17 Michael Katchen knows that investing is a terrifying prospect for even the most prudent millennials. That’s why he started Wealthsimple, a user-friendly, no-nonsense investing app for finance neophytes: it automates the boring bits, pumps out easy-to-understand advice and eschews hot stock–chasing stress for low-maintenance, long-term savings and portfolios. Power Financial, a giant of the sector, poured $30 million into the service, and the app’s success has quickly turned Katchen into an investing big shot.
18 Move over, Bautista. The city’s fastest growing “sport” is competitive video gaming—Deloitte predicts e-sports will bring in a half-billion dollars worldwide this year, up 25 per cent from 2015. Revlo co-founder James Sun wants in: his platform is an add-on to Twitch, the reigning ruler of video game streaming, that lets gamers measure and reward their fans. The product itself is all fun and games, but its potential is serious business: Extreme Venture Partners and Y Combinator are just a couple of Revlo’s investors, and more than 15,000 broadcasters use the service each month.
19 Having grown up with an autistic brother, Nadia Hamilton was inspired to found Magnusmode, an app that coaches people with special needs through everyday situations—cooking, shopping and travelling—through customizable flash cards, stories and a wizard character named Magnus. The start-up helps users bank, order food, tour museums and live independently—its partners include the ROM, MLSE, CIBC and Tim Hortons. Earlier this year, she shared in a $500,000 grant through the Radical Generosity Initiative, which supports female-led Canadian companies.

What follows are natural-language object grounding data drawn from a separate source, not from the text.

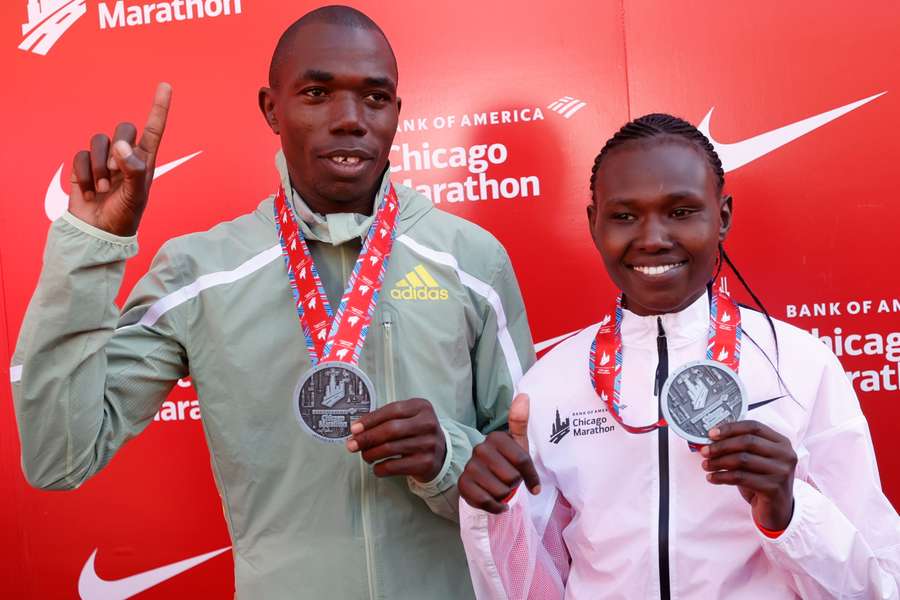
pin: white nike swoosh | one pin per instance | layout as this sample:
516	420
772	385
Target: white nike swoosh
540	346
91	587
738	154
56	200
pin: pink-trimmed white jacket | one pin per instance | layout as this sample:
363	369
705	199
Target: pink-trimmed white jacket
631	516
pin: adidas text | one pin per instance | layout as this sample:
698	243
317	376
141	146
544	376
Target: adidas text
419	294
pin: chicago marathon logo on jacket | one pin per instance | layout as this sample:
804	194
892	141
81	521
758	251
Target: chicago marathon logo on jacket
581	423
418	284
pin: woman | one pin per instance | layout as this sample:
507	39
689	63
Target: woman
619	506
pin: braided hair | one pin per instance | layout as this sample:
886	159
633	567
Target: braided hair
661	125
671	128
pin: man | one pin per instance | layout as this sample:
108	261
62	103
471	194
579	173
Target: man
308	519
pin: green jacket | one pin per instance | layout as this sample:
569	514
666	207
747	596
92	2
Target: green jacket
307	519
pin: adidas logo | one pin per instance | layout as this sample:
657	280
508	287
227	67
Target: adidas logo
418	285
567	106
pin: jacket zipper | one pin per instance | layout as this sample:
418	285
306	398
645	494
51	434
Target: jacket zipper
662	372
390	391
390	384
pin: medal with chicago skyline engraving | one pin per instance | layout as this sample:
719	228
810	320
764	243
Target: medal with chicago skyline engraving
330	397
700	395
335	392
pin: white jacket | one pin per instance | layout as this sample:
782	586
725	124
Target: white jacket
607	495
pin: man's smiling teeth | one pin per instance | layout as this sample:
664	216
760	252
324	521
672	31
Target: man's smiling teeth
346	160
658	270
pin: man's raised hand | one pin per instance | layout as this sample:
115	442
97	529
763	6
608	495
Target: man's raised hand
500	463
111	182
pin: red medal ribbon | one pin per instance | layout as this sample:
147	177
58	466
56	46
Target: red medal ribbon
337	337
607	353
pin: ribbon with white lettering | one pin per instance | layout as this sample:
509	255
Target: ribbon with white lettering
336	336
335	392
724	347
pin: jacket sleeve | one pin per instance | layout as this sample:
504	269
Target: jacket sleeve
520	554
503	352
844	537
86	377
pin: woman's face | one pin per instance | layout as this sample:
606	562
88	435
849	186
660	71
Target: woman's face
657	220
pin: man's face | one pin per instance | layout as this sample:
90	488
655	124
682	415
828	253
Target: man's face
657	220
335	108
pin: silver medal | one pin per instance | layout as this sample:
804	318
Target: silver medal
330	397
698	396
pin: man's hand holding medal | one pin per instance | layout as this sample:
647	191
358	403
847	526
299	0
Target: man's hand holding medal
401	438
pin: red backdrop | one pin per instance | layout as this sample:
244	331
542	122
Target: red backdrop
542	85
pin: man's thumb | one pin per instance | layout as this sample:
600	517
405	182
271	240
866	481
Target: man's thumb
518	420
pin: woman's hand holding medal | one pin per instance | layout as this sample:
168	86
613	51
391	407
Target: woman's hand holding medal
760	462
500	464
405	436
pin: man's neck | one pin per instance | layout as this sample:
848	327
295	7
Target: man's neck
364	205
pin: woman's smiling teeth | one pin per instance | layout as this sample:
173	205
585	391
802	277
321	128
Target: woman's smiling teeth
656	270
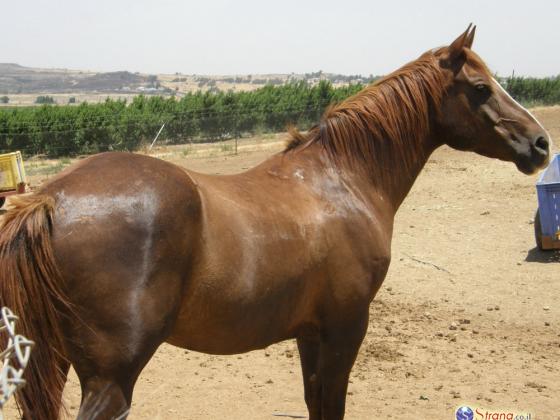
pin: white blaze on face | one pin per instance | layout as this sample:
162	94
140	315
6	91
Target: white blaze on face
499	86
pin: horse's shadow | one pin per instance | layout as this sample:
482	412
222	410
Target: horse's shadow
536	255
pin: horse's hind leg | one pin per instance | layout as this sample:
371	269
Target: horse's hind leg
309	357
339	348
107	376
119	335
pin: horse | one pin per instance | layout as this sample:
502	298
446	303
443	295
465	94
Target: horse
122	252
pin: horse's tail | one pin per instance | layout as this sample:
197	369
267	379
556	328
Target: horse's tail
30	285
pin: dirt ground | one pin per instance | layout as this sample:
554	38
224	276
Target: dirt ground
468	313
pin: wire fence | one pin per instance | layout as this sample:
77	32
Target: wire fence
14	358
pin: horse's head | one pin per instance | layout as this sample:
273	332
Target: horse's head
478	114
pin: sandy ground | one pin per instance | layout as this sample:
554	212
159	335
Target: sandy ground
468	313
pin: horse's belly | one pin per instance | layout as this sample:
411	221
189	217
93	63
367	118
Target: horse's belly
230	323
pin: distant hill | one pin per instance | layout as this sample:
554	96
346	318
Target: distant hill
16	79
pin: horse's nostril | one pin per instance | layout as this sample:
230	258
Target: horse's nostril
542	144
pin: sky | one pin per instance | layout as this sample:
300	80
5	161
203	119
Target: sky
258	36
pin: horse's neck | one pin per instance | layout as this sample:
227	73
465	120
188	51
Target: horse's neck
404	179
394	188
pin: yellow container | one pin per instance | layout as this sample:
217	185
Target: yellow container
12	172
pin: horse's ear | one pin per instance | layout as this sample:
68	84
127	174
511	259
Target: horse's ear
455	52
470	38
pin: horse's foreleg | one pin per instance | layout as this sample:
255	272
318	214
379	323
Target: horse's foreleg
339	348
309	357
104	399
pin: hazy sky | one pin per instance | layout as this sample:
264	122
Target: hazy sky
257	36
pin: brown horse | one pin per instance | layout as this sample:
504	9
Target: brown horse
123	252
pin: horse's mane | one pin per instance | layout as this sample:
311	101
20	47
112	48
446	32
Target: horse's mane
384	124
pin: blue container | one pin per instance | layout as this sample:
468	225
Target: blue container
548	192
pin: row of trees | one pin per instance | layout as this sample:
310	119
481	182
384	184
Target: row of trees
534	91
200	116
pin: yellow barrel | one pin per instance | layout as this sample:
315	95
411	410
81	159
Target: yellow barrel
12	172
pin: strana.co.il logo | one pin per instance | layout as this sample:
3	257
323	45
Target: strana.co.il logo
464	413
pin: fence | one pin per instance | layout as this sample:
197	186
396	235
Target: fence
14	358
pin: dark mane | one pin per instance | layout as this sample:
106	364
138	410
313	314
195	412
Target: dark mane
384	124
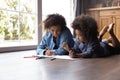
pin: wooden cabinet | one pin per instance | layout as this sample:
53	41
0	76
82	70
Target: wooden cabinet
105	16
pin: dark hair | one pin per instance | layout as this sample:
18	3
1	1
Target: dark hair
55	20
87	26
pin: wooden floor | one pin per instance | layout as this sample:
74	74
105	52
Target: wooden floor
14	67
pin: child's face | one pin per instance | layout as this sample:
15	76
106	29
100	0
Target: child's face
79	36
55	30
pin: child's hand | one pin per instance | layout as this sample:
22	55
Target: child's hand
72	54
49	53
65	46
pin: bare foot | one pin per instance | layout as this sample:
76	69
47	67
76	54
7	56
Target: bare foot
110	29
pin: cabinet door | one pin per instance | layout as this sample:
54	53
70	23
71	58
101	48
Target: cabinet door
117	26
105	20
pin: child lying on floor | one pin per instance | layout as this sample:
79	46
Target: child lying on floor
88	42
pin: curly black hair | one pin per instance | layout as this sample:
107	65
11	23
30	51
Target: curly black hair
87	26
55	20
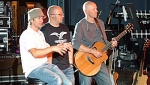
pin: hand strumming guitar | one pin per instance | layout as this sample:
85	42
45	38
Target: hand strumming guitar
114	43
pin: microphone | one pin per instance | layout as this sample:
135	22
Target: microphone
117	5
124	13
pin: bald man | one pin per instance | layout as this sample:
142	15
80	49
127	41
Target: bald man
86	33
44	10
55	33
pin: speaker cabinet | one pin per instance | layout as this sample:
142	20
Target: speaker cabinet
10	68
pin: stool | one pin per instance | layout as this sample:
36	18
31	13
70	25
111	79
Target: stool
34	81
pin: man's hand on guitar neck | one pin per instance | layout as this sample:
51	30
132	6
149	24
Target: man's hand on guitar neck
96	53
114	43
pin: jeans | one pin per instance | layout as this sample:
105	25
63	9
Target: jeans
69	72
50	74
101	78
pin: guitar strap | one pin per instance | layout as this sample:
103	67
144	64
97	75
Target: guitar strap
103	34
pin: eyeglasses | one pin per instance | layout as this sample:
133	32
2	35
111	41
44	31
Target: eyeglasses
58	14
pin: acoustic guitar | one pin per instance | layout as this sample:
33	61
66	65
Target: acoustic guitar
87	63
139	78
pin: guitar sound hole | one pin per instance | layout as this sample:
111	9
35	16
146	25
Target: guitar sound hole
90	60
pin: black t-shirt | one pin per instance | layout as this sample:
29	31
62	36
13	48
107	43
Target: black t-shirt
54	36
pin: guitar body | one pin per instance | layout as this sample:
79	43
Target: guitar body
87	63
142	80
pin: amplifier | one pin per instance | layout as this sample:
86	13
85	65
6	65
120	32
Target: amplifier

20 When people get sick in 2016, they google their symptoms. Rather than fighting that impulse, family physician Joshua Liu embraced it. His app, SeamlessMD, streamlines the surgical process. Patients can record their symptoms before and after an operation, and access doctor instructions and exercise videos. The app sends their reports to their doctors, reducing the number of ER visits and giving patients a support system between appointments. Wind Mobile kingpin Anthony Lacavera is an investor, and Sunnybrook Hospital is already using the platform.